School Funding Reform Commission Produces Final Framework

Pictured above are some of the 20 legislators who served on the commission
with the Secretary of Education Beth Purvis and State Superintendent Tony Smith. 
We have been talking about adequate school funding for decades without ever trying to quantify how much it actually costs to use the best practices for the needs of students in each school. Nor have we done enough to decrease our reliance on property taxes to fund education or the funding gap that exists between property wealthy districts and those with low property wealth.

The Illinois School Funding Reform Commission has been meeting for months to discuss these issues and on February 1 approved a framework to help the General Assembly create a new school funding formula. While some elements like determining the level of funding needed for each individual school can be done quickly, coming up with additional money to decrease the dependence on property taxes to fund education will take time.

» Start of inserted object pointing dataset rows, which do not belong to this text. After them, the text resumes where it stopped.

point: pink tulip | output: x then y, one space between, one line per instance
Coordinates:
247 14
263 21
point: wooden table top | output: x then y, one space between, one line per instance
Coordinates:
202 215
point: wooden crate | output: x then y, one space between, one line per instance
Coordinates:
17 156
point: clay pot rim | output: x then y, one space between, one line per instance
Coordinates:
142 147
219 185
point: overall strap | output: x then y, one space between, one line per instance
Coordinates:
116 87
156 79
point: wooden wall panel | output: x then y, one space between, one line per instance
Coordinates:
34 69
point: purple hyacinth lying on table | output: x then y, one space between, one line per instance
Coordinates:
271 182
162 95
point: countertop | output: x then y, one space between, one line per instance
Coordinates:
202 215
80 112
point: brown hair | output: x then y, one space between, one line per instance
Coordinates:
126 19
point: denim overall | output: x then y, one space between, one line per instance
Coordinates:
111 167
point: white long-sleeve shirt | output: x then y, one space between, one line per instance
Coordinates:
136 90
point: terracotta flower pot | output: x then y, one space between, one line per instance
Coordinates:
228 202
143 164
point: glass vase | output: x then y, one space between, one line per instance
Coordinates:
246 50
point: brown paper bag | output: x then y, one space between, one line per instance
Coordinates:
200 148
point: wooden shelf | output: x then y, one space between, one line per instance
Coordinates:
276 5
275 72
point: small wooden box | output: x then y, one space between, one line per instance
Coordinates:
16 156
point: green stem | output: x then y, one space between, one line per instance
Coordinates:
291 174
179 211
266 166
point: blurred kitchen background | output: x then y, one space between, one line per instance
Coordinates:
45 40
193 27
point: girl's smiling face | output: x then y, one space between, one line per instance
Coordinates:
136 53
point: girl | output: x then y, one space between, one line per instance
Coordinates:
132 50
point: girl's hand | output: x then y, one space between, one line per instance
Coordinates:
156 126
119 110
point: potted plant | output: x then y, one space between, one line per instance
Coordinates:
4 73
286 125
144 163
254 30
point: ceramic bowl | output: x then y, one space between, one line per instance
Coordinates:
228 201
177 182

The Commission’s recommendations including giving new funding to the schools farthest away from their adequacy targets in order to serve the most vulnerable students first. It was determined that more resources should be directed to school districts based on the student’s special needs and large concentrations of poverty.

As for districts with high property taxes or school funding well above the adequacy target, the Commission offered adjustments in the distribution of funds and suggested citizens should have the option by referendum to lower property taxes.

Just funding schools at an adequate level based on the needs of students, will require at least $3.5 billion and increasing the state’s share of funding education above it’s current 26 percent share will take about that much more.

The commission stated clearly that education is the key to economic growth and better lives for our citizens. Education helps raise family income levels and employment, and reduces the need for social services.